Reputation: 1308
I have a Django app, using Apache and mod_wsgi running on an EC2 instance behind an AWS ELB balancer. The balancer maps SSL traffic (port 443) to port 8080 on the EC2 instance. Apache has a VirtualHost configured on port 8080 to serve the Django app, with ServerName set to the domain name for the website. Django runs in production mode (DEBUG=False) and exposes, among other things, a healtcheck endpoint (at /healtcheck). The ALLOWED_HOSTS setting is set to the domain name for the website, plus the private IP address of the EC2 instance, in order to allow the Load Balancer to hit the healthcheck endpoint.
Everything works fine with this set-up. The problem is that I keep receiving occasional bursts of e-mails from Django with error messages similar to this: ERROR (EXTERNAL IP): Invalid HTTP_HOST header: '52.51.147.134'. You may need to add u'52.51.147.134' to ALLOWED_HOSTS.

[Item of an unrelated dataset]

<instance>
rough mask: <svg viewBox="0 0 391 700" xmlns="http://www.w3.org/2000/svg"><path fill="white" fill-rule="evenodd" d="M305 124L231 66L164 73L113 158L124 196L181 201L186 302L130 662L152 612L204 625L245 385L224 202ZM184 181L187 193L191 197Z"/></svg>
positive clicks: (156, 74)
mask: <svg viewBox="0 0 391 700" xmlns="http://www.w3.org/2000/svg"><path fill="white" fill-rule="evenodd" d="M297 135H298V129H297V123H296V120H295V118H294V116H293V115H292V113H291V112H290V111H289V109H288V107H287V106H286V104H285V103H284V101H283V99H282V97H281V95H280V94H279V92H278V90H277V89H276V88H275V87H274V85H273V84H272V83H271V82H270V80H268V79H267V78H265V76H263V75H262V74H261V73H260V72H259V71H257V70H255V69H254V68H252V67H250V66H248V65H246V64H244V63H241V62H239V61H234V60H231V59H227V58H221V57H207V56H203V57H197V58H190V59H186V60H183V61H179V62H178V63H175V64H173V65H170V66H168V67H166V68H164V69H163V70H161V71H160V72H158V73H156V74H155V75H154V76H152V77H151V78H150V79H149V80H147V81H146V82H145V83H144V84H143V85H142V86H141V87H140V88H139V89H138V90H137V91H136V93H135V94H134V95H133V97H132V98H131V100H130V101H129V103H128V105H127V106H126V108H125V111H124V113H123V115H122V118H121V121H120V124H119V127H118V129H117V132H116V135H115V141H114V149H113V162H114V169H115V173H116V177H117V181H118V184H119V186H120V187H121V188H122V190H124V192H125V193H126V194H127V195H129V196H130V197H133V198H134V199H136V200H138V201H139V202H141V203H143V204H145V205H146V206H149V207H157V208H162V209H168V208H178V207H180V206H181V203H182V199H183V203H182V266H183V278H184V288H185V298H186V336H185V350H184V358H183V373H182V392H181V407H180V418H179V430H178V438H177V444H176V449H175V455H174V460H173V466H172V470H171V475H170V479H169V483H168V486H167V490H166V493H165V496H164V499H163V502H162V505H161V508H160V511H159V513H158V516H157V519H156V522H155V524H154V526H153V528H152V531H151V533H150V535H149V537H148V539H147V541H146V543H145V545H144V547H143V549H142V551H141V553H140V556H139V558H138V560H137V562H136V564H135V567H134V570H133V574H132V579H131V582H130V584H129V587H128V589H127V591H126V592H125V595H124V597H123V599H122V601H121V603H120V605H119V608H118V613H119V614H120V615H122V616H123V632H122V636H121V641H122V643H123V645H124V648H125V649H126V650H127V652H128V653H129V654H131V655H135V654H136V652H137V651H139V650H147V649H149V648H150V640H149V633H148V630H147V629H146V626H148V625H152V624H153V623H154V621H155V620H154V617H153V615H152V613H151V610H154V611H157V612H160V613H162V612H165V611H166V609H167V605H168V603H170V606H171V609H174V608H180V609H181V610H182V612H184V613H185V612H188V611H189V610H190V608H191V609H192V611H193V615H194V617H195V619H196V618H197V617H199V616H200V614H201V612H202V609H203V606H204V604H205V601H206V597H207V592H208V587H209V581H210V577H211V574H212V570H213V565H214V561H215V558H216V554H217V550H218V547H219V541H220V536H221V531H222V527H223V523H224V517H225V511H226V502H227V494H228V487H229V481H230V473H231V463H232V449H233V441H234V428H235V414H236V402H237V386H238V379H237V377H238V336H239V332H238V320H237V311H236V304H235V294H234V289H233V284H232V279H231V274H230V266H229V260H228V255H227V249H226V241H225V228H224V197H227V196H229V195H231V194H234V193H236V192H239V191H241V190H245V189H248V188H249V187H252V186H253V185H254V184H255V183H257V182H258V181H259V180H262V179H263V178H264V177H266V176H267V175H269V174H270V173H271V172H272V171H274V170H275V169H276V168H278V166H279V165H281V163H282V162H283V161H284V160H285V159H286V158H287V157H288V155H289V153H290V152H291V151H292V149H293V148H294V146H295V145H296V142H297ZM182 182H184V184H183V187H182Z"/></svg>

The headers also contain HTTP_X_FORWARDED_FOR = '139.162.13.205'
I get various IP addresses (and sometimes hostnames), belonging to script kiddies, I presume.
How can I block this traffic from ever reaching the Django app, while still allowing valid traffic (where HTTP_HOST is my domain name) and the ELB healthcheck traffic (where HTTP_HOST is my EC2 private IP address)?
Upvotes: 4
Views: 2220
Reputation: 996
I would suggest you only allow traffic on your EC2 instance from the load balancer using a security group AND the IP address of your office/home if you SSH'ing into the EC2 instance.
This will stop the script kiddies from hitting the EC2 instance directly which appears is what is happening here.